Want More Anxious and Poorly Adjusted Kids? Beat Them- A Study on Corporal Punishment

spankingNow I know I will immediately get hate mail from those who spank their kids and quote the bible, “spare the rod and spoil the child”, as well as the many that were beaten and say, “I turned out fine”.  To all those who fit that description, all I can say is I am sorry for you and for your children. If what you are doing is not working out so well, might you be open to learning a different way of doing things?  I have heard that the definition of insanity is doing the same thing over and over again and expecting a different result.

The study “Corporal Punishment, Maternal Warmth, and Child Adjustment: A Longitudinal Study in Eight Countries,” discussed how previous research has found that corporal punishment generally is related to worse child adjustment (anxiety and aggression) and is generally moderated by maternal warmth.
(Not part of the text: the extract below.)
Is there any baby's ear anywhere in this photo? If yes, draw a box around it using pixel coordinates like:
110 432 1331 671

They found in this study across 8 countries (China, Colombia, Jordan, Kenya, the Philippines, Thailand, and the United States) that the above was true and that in some cases, if moms were both providing the warmth and the corporal punishment there was even more anxiety created. You can read the study here…
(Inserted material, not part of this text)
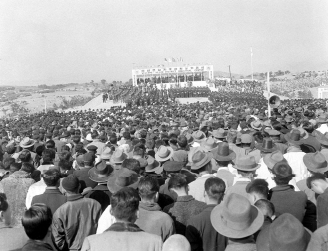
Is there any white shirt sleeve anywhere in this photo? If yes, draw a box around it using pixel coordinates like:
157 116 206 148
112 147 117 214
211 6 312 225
96 205 116 234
Discipline means ‘to teach,’ not ‘punishment’.  I learned from raising my own children that taking things away from a teenager didn’t work for some. Getting a teenager to participate in activities that benefit others has a very positive effect. Putting younger children in time-out may work but the real magic in parenting comes from positive random love, kindness, and just noticing your child.  I recommend the book “The Conscious Parent”, which is full of great examples of how to create a child who is filled with self esteem and will be less likely to have anxiety, anger, or behavior issues.

 

Dr. Paul

 

One comment

  • There is a right way and wrong way to spank. My kids are just launching and very solid, happy kids. They were never spanked in anger and only for disobedience, never mistakes. My friends who used timeouts hated toddler hood because it took so long. We had a few swats and it was over, on to a happy day. As they got older, we switched to other methods, and they begged for a spanking because it was faster. I knew then it was time to stop. By the way, I HATED spanking them and was so glad to let it go. But it gave them soft hearts and made child rearing a joy instead of long frustrating exhausting days. And yes, it was for teaching them, not punishing them. I don’t believe this study any more than I believe the “all vaccines are wonderful” studies. They aren’t honest, and you have to dig in to find out what they mean. Just the title of this piece shows bias. The very idea that a couple of swats is “beating” is nonsense.